Considerando il peso politico nella commissione, le prese di posizione che si leggono sui giornali in questi giorni, un certo disinteresse dei non addetti ai lavori, non è difficile prevedere fin da ora quale modello prevarrà, sia pure con qualche compromesso di facciata.

  1. Poiché io invece sono tra quelli che riterrebbero più utile ai lucani il secondo sia economicamente che funzionalmente, porrei i miei dubbi sotto forma di 10 classiche domande a quei politici che si battono per il primo, e chissà che qualcuno legga questo blog e mi dia qualche risposta correggendo le mie utopie e convincendomi del contrario.
  2. Poiché per più decenni i sostanziosi investimenti incentrati sul S.Carlo non hanno accresciuto il suo potere attrattore extraregionale, non è il caso di cominciare a valutare percorsi diversi da quello infruttuoso praticato finora?
  3. Il CROB di Rionero è molto funzionale da questo punto di vista. Non sarebbe il caso di cominciare a risparmiare concretamente eliminando duplicazioni richieste dal S.Carlo visto come ospedale totale? Ad es. cosa serve un’oncologia a PZ con un intero ospedale oncologico a 30 kilometri con dispendiose duplicazioni strumentali e primariali?
  4. È possibile che il malato di tumore proveniente da Matera, Policoro o Lagonegro si sobbarchi la trasferta di oltre 100 km, mentre quello di PZ non possa sopportarne 30?
  5. Il modello dipartimentale regionale come la Reumatologia, incentrata su una figura primariale di affidamento dimostrato dai numeri e che ovviamente deve essere presente anche nelle altre sedi, non potrebbe essere replicata anche in altri ospedali periferici considerando che le sedi periferiche sono più attrattive per i fuori regione, e non obbligatoriamente allocati a PZ?
  6. Nulla vieta, ad esempio, che un chirurgo apprezzato con sede dipartimentale a MT, si rechi ad operare casi selezionati anche in altri nosocomi. Non è detto che solo i pazienti si debbano muovere, ma può accadere anche per i dirigenti medici come in tanti casi già accade. Ricordo che è sempre valida la quinquennalità del rapporto primariale al termine del quale se non adeguato alle necessità, si può cambiare. Tutto questo non comporterebbe risparmi e avvicinerebbe le comunità regionali tra loro sentendosi realmente serviti da un servizio che cerca di essere omogeneo?

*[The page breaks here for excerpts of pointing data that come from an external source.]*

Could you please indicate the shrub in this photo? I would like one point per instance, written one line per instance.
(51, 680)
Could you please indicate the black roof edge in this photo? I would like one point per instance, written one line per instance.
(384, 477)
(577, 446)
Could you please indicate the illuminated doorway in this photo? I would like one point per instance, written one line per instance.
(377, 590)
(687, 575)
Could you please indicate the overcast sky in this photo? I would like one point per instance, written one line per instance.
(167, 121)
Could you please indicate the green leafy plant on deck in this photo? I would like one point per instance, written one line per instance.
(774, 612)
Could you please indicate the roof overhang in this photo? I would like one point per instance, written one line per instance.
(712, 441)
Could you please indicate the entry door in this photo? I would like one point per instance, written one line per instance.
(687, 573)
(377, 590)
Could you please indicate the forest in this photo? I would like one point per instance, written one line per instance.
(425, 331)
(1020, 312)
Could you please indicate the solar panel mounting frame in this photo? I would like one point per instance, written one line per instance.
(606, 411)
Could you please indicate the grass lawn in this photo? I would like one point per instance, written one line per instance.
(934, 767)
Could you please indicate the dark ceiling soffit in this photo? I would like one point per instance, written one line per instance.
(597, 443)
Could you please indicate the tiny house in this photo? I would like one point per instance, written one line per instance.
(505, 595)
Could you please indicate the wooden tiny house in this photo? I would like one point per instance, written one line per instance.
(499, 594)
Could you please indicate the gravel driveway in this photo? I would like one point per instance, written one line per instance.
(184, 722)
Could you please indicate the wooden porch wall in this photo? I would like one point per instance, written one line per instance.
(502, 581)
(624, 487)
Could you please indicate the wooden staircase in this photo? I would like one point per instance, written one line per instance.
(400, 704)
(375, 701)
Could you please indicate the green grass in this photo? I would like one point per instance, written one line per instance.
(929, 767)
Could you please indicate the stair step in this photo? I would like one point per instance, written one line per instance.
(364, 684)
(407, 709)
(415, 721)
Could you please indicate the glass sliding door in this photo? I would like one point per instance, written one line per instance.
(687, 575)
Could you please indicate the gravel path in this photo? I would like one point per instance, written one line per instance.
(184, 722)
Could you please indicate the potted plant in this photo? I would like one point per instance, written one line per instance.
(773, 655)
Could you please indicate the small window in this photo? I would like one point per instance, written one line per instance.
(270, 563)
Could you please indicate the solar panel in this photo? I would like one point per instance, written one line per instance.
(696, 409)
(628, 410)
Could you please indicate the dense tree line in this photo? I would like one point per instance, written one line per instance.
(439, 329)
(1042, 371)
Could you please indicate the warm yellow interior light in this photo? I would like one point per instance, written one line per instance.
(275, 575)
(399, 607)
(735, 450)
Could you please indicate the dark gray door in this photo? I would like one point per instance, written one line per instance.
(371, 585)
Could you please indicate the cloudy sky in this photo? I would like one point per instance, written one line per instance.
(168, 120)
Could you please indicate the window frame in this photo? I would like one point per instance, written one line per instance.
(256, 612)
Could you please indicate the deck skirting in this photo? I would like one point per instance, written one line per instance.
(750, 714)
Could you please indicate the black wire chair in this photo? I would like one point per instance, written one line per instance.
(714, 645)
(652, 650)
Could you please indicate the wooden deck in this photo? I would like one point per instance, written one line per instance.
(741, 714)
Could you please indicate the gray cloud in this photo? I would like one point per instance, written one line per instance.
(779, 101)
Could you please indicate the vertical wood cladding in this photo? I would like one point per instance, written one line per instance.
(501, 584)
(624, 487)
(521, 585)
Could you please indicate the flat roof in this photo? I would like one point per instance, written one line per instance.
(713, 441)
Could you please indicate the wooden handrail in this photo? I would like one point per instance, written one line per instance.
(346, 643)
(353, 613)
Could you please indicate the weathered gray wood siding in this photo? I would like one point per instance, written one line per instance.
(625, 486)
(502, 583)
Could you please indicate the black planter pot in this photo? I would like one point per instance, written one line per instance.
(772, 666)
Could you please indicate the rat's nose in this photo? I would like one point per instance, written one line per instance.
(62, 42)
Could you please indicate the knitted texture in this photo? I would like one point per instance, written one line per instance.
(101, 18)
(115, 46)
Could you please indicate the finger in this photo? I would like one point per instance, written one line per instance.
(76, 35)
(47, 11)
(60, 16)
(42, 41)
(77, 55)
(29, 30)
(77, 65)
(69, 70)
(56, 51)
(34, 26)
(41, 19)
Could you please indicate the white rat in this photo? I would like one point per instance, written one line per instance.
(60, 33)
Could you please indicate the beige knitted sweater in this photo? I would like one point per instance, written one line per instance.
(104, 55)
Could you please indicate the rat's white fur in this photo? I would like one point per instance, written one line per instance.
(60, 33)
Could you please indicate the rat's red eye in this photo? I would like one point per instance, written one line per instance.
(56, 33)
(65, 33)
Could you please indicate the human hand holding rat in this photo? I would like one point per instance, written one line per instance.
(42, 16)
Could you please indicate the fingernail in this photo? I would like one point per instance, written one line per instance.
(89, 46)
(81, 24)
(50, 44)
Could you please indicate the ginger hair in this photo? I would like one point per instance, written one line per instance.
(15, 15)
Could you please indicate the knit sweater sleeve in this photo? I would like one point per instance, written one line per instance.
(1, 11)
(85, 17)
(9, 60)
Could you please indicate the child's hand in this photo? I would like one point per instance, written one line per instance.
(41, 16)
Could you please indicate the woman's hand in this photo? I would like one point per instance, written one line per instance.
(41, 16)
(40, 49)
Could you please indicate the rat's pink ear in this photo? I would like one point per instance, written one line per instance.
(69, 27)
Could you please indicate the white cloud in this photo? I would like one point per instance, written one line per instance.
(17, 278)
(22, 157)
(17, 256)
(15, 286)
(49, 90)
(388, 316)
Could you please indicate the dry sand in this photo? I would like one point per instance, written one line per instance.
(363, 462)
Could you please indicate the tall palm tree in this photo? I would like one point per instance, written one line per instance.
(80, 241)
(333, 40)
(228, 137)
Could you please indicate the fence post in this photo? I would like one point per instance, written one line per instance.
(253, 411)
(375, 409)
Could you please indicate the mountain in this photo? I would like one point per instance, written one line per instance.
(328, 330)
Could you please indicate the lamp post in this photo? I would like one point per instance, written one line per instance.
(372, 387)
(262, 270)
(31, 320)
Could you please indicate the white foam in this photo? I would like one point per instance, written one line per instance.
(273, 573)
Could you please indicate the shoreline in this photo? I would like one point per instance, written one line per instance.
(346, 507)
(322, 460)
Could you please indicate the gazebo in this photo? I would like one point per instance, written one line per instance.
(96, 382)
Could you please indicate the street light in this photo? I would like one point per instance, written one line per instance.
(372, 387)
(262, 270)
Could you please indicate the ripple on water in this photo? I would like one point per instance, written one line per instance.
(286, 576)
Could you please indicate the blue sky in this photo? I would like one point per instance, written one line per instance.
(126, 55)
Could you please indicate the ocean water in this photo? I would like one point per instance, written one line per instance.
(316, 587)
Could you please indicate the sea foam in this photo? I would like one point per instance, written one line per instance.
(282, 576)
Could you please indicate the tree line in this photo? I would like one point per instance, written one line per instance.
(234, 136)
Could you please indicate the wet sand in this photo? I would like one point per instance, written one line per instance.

  7. Considerando che per la Provincia di Matera si spende storicamente in Ospedali meno di un quarto, mentre in rapporto alla popolazione ne spetterebbe un terzo, non sarebbe il caso di cominciare a riequilibrare questo scompenso che ha visto da sempre vantaggi unidirezionali, mentre le tasse sono uguali per tutti?
  8. Al contrario se continuerà a prevalere il modello centralistico (un sole, la città regione, intorno al quale ruotano i vari satelliti visti come semplici portatori d’acqua), la migrazione sanitaria specie nel materano non crescerà ulteriormente?
  9. Hanno reale interesse a diminuire la migrazione sanitaria i nostri amministratori?
  10. E tutto questo non incrementerà quella voglia scissionista alimentata dalla amministrazione troppo costosa delle piccole regioni che fa propendere per le macroregioni?